We all realized he was manipulating us to work our butts off just so he could score points with management.
6) They turn defense into an attack.
Turning the tables and flipping the script are a couple of favorite tactics of the master manipulator.
One thing that manipulative people do oh-so-well is to repel what they perceive as an attack by using the idea that offensive is the best defense.
Imagine your partner has been coming home late without an explanation a lot lately. When you confront them about it and ask for an explanation, they flip things around and make it about you.
They call you insecure and say you’re trying to interfere in their life and control them.
Really, though, they’re flipping things around to make you feel bad and take the pressure off them.
All you can do in this kind of situation is stick to your guns.

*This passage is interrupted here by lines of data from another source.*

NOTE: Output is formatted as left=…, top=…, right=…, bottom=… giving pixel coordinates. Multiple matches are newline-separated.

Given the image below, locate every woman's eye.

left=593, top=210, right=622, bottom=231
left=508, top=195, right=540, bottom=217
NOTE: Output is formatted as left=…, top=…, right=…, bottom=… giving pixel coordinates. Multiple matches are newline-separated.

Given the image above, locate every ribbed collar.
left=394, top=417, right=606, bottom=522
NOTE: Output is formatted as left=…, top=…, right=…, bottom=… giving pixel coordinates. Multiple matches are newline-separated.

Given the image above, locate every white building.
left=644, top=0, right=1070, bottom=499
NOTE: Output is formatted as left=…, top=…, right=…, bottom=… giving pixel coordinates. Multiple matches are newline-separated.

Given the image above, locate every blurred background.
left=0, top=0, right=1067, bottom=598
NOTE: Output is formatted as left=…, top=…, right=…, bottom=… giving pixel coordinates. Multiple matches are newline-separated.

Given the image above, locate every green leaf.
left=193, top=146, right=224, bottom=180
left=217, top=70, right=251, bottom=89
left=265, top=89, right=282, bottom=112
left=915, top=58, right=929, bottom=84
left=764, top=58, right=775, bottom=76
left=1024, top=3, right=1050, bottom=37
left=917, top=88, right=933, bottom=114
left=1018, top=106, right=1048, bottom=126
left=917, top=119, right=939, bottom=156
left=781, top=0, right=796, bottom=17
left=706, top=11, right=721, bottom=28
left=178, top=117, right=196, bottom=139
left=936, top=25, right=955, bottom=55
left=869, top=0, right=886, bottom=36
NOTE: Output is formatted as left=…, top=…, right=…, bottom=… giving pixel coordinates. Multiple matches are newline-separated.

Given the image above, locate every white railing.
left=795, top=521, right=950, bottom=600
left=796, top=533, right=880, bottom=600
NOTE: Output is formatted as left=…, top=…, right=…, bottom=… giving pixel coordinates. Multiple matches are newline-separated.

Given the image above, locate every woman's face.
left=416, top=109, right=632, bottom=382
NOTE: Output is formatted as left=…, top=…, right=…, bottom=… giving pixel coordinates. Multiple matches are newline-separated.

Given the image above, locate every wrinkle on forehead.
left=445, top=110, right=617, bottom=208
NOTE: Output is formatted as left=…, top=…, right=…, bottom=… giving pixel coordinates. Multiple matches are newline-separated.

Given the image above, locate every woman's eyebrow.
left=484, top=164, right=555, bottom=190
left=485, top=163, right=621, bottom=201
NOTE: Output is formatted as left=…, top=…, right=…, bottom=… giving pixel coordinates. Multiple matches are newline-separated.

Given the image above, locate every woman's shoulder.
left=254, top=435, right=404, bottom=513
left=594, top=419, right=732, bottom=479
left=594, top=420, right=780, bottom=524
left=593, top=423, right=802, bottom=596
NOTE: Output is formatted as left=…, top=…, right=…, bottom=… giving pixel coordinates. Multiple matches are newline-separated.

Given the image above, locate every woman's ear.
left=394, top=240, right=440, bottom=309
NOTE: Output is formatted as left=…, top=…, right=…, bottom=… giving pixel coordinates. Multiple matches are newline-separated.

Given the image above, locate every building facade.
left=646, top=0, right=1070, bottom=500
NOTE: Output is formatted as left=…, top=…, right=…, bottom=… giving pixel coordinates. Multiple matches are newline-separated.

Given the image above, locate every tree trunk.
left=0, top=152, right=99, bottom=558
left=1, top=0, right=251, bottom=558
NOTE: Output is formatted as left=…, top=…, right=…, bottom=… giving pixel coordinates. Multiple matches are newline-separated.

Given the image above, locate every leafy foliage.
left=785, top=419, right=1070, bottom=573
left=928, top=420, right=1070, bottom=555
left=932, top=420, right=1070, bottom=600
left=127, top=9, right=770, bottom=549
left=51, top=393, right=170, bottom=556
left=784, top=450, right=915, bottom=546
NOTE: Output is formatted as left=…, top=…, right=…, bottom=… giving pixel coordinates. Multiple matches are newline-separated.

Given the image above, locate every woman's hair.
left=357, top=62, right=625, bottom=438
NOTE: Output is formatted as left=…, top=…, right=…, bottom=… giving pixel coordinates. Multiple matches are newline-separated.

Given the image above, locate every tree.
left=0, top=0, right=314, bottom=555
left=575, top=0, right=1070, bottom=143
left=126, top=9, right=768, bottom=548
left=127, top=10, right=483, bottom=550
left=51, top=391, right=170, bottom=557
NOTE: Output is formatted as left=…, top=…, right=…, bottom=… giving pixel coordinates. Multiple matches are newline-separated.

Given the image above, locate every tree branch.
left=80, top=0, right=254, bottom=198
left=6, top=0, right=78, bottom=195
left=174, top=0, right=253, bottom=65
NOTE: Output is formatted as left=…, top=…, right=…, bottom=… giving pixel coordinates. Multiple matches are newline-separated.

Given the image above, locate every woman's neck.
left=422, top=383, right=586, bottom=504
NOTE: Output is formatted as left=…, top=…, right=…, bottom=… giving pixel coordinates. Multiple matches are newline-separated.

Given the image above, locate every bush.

You have to push back against this attempt to reverse things and make them give you straight answers.
7) You feel ganged up on.
Clever manipulators know that there’s strength in numbers, so they try to increase theirs while decreasing yours.
Here’s what I mean:
They say things like, “I’ve heard a lot of people say this about you,” or “Everyone feels the same way,” to make it seem like their perspective has widespread support.
At the same time, they’ll tell you that you’re alone with phrases like, “You’re the only one who doesn’t agree” and “No one else is against this.”
But it’s easy to test if this is true or just manipulation.
When people refer to others to back themselves up, ask for clear sources. Test them to see if these people are real or just made up to influence you.
8) They change the rules and move the goalposts.
This is such sneaky, devious behavior because it gets your hopes up, only to dash them again and again.
I watched a movie the other day which used this technique.
There’s a hitman who wants out of the biz. His handler tells him, “One more job, and you’re out,” but when he completes that job, there’s always another one waiting.
We’ve all seen this classic movie trope, but we often don’t recognize the more subtle ways a manipulator uses the same technique in our own lives.
Your boss might promise a lighter workload after this tough project is done, but then more work comes in.
A partner might ask to share finances 50/50 but then keeps finding items in your spending that don’t count so that they don’t have to help with those costs.
However it’s used, this is a hugely manipulative tactic and one to really watch out for.
9) They threaten you with emotional blackmail.
This happens a lot in relationships.
A manipulative partner may threaten to leave you or reveal secret information about you if you don’t do what they say.
If you’re afraid of being abandoned or if you have secrets that you definitely don’t want to have out in the open (who doesn’t!?), this can be a very effective tactic to control you. It’s sneaky and manipulative, but it’s also very obvious and transparent since they have to make a real threat.
That’s why you can instantly recognize this manipulative behavior and be aware that the other person hasn’t got your best interests at heart.
10) You’re being ignored or given the silent treatment.
The silent treatment is more than just a passive-aggressive way to show someone you’re mad at them.
It can also be used as a tactic to manipulate others.
It works like this.
You try to communicate, and they ignore you. This takes power away from you while giving them a sort of advantage because they know what you’re thinking, but you don’t know the opposite.
Imagine this in a work setting.
You might send a colleague a request for information, telling them why you need it and what it will be used for. They don’t reply.
In this example, they now know that you need something from them, why you need it, and that it’s important. To the manipulative person, this feels like they have some power over you, some leverage they can use to get you to do what they want.
Conclusion
Manipulators think they’re clever enough to make you do what they want.
But if you can see these ten ways to instantly recognize manipulative behavior, you can catch them in the act and realize the truth.
They’re out for themselves and will happily use you to get whatever they want.
But now the jig, as they say, is up!